尹氏は、戒厳令の目的が「国家の安全保障と秩序の維持」であったと主張する一方、検察側はこれを「民主主義に対する重大な挑戦」と位置づけている。
韓国の民主主義を揺るがす事態

画像 : ユン前大統領 wiki c 龍山大統領室
初公判では、尹氏の行動が内乱罪の構成要件である「暴動を主導し、国の憲政秩序を破壊する意図」を満たすかどうかが争点となる。
検察は、軍や警察を動員した事実や、議会への圧力を示す証拠を提示するとみられる。
一方、弁護側は、尹氏の行動が「一時的な危機対応」であり、意図的なクーデターではなかったと反論する可能性が高い。
裁判の進行は、韓国国内の政治的分断をさらに深めるリスクをはらんでいる。特に、保守派と進歩派の対立が先鋭化し、国民の信頼を失った司法機関への批判も高まっている。
この状況下、裁判所の判断は、韓国の民主主義の将来を左右するだけではなく、国民の政治への信頼回復にも影響を与えるだろう。
日韓関係への影響

画像 : 次期大統領候補の李在明氏 public domain
尹政権下では、日韓関係は歴史的な改善を見せていた。
2023年の徴用工問題解決案の提示や、シャトル外交の再開により、両国は経済・安全保障面での協力を強化してきた。
しかし、尹氏の罷免と内乱事件により、韓国政局は不安定化し、新政権の外交方針が注目される。進歩派が主導する新政権が誕生した場合、対日政策が硬直化し、歴史問題が再燃する可能性がある。
例えば、2018年の徴用工判決を巡る対立が再び表面化すれば、日本企業の資産差し押さえ問題が再浮上し、経済関係に悪影響を及ぼす。
一方、保守派が政権を維持した場合、尹氏の方針を継承しつつも、内政の混乱から外交に十分なエネルギーを割けない可能性がある。
いずれにせよ、韓国国内の政治的混乱は、日本との信頼醸成を困難にする。北朝鮮の脅威や米中対立の中で、日韓米の連携が求められる時期に、関係悪化は地域の安全保障にも影響を与えるだろう。
特に、韓国新政権が歴史認識を巡る対立を再び強調すれば、日韓間の経済協力や人的交流にも影響が及び、両国の経済成長にマイナスとなる。
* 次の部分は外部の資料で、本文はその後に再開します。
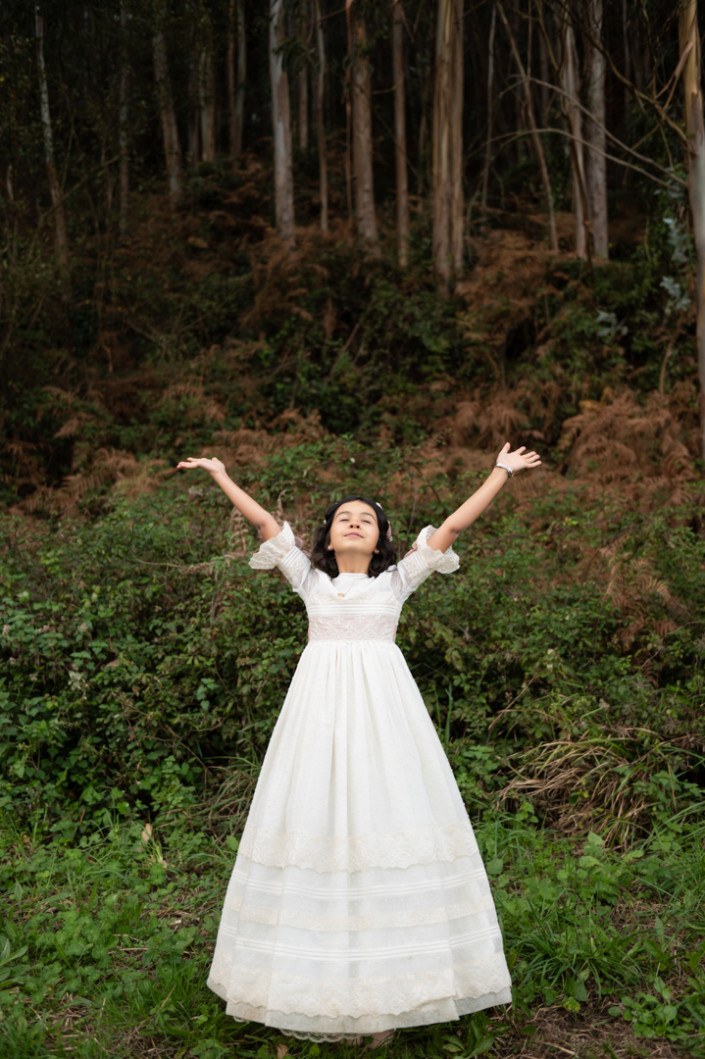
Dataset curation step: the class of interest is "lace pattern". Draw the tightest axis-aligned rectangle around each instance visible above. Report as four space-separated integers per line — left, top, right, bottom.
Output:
307 613 398 641
393 526 460 600
248 521 296 569
208 961 512 1021
238 820 479 872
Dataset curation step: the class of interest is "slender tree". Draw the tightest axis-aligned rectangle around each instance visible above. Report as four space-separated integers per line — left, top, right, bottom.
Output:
297 0 311 152
680 0 705 459
585 0 608 258
227 0 246 169
558 4 588 258
153 13 183 203
392 0 409 268
481 2 497 213
432 0 464 290
346 0 379 255
313 0 328 232
270 0 295 242
34 3 69 276
118 0 130 236
199 13 216 163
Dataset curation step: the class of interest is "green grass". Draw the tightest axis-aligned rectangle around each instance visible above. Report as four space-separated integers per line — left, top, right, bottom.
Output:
2 796 703 1059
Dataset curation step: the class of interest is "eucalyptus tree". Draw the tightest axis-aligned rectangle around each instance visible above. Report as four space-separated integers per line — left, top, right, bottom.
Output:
680 0 705 460
34 2 68 275
313 0 328 231
392 0 409 268
584 0 608 258
227 0 246 169
432 0 463 291
346 0 379 255
270 0 295 242
152 1 182 203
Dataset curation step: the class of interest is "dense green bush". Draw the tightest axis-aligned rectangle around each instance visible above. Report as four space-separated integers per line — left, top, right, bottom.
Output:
2 453 703 836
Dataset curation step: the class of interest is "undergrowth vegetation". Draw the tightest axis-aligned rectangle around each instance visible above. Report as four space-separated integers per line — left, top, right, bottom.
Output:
0 162 700 507
2 435 704 1057
1 163 705 1058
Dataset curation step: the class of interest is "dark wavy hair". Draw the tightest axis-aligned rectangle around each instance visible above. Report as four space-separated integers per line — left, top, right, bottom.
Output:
310 495 396 578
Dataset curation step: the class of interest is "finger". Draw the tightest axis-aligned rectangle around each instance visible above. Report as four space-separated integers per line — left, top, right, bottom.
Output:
500 441 510 454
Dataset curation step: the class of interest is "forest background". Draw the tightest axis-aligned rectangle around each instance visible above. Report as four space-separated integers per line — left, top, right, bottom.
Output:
1 1 705 1057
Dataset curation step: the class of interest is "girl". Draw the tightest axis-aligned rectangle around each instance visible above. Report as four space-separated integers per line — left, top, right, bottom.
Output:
178 443 541 1047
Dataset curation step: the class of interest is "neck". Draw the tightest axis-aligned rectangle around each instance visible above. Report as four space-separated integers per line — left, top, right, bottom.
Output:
335 556 372 575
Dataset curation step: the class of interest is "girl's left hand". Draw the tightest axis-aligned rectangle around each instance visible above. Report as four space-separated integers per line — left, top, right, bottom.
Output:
496 442 542 474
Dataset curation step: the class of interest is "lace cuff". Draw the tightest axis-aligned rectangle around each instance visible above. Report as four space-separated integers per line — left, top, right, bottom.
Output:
249 521 295 569
393 525 459 600
413 525 460 575
249 521 311 592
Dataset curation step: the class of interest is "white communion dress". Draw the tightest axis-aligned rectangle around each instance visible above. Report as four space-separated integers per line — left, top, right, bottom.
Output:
207 523 512 1039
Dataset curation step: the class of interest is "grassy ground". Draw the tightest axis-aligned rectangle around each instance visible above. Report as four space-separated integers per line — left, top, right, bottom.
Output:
2 790 703 1059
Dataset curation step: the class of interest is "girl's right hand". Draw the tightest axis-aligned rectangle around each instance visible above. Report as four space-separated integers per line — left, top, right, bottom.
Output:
176 456 227 476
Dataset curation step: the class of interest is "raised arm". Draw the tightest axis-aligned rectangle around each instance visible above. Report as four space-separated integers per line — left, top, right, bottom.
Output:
176 457 281 540
426 443 541 553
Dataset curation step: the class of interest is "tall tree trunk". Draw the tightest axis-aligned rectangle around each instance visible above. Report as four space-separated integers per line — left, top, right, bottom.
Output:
680 0 705 460
559 10 588 258
297 1 310 152
481 3 496 213
585 0 608 258
346 1 379 254
227 0 246 170
118 0 130 236
392 0 409 268
313 0 328 232
34 4 69 277
496 0 557 252
432 0 464 291
622 0 631 118
270 0 295 242
153 26 182 203
197 30 213 160
199 20 216 163
187 59 200 164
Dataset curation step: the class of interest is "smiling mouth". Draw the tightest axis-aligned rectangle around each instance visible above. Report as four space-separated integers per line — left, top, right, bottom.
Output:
345 532 362 538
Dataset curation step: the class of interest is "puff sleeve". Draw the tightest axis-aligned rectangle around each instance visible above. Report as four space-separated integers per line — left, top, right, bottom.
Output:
248 521 312 594
392 525 460 601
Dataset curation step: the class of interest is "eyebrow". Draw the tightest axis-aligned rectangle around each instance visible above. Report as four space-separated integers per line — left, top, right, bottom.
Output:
335 509 375 519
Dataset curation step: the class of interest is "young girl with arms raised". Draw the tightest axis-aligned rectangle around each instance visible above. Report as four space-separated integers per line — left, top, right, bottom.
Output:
178 443 541 1046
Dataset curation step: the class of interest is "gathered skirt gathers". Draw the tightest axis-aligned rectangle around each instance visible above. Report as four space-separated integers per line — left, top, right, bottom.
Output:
207 640 512 1038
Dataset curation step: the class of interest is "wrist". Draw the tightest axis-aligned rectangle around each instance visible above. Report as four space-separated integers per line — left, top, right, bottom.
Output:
494 460 513 478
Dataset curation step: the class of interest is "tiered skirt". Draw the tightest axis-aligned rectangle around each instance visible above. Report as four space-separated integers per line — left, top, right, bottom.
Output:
207 640 512 1037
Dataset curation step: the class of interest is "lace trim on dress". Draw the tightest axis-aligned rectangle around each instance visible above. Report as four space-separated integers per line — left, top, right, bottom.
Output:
208 962 512 1020
248 521 297 569
391 525 460 601
413 525 460 575
238 821 479 872
307 613 398 641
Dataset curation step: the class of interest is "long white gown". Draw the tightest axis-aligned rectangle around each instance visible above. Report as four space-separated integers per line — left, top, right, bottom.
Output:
207 523 512 1039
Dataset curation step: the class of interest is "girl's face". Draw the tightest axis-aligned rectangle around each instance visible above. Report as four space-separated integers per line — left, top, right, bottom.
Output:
327 500 380 561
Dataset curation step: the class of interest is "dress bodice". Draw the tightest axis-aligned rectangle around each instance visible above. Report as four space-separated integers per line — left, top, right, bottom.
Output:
306 572 401 642
249 522 460 644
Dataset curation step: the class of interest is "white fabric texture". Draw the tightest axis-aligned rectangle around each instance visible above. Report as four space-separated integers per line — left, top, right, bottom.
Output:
207 523 512 1038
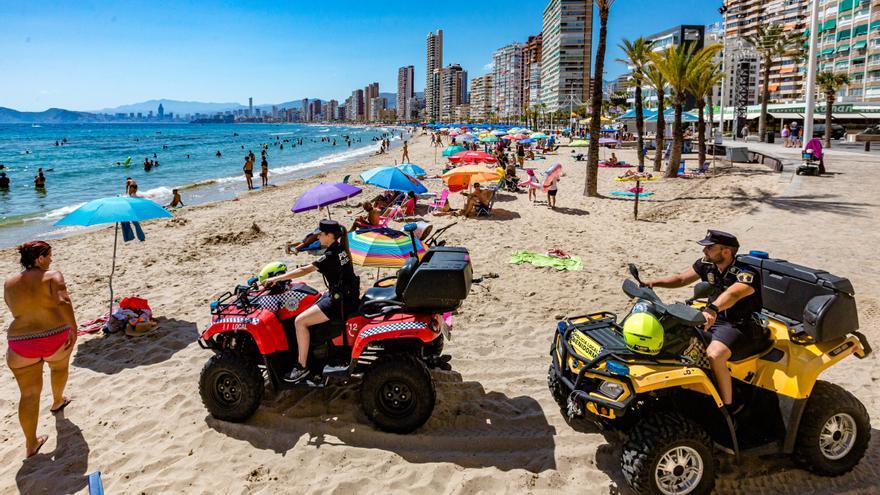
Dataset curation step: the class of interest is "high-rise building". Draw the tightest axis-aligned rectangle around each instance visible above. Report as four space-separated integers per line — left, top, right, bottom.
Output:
350 89 364 121
310 99 322 121
704 22 759 110
493 43 524 119
301 98 310 122
248 97 253 117
522 34 543 112
540 0 593 112
157 103 165 120
328 99 339 121
370 96 387 121
426 29 444 121
397 65 415 122
363 82 379 122
460 69 469 104
722 0 810 103
470 74 495 121
439 64 466 121
638 25 707 109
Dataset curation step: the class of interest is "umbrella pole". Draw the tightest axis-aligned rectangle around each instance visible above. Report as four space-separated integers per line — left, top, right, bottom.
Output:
109 222 118 320
325 205 332 219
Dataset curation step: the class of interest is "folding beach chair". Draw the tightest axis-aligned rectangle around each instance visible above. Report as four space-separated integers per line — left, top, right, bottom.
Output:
428 189 450 214
377 206 401 227
475 190 497 217
342 175 351 184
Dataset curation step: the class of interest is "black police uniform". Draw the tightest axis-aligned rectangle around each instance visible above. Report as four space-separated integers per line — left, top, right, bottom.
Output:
312 240 360 321
693 230 763 353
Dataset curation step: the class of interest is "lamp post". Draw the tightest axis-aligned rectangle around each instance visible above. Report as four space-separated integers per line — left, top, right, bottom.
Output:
803 0 821 143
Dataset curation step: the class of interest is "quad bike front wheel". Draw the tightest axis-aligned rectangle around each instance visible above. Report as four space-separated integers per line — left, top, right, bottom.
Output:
794 380 871 476
361 354 436 434
199 352 264 422
621 412 716 495
547 365 569 411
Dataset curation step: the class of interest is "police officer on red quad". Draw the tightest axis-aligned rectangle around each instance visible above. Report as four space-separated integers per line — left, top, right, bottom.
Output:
643 230 762 414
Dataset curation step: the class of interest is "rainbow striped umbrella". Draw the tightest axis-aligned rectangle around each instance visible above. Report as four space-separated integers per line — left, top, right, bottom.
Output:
348 227 426 268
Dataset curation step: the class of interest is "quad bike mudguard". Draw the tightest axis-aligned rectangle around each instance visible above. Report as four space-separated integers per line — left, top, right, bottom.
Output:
201 308 289 354
349 312 441 359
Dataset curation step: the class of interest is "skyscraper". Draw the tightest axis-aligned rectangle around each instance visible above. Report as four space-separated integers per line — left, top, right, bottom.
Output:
301 98 310 122
540 0 593 112
439 64 466 122
157 103 165 120
397 65 415 122
493 43 524 119
470 74 495 122
426 29 444 121
370 96 387 122
363 82 379 122
522 34 543 111
248 97 253 117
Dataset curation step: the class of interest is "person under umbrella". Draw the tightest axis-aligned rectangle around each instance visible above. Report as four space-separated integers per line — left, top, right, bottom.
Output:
264 220 360 384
内乱事件の裁判は長期化する可能性が高く、判決如何では韓国社会の分断がさらに進む。日韓関係においては、両国が冷静な対話を通じて経済・安全保障の協力を維持する努力が求められる。
日本側は韓国の政情不安を過度に刺激せず、戦略的な忍耐を持つ必要があるだろう。短期的には関係悪化のリスクが高いが、長期的には、民主主義の成熟とともに、両国が新たな協力の基盤を築く可能性も残されている。
このため、日本は、韓国国内の動向を注視しつつ、経済や文化面での交流を維持することで、信頼の基盤を保つ努力が重要だ。
また、北朝鮮の挑発や中国の影響力拡大への対抗策として、日韓米の安全保障協力の枠組みを強化する外交努力も不可欠である。
両国が歴史問題を乗り越え、未来志向の関係を構築できれば、地域の安定と繁栄に大きく貢献するだろう。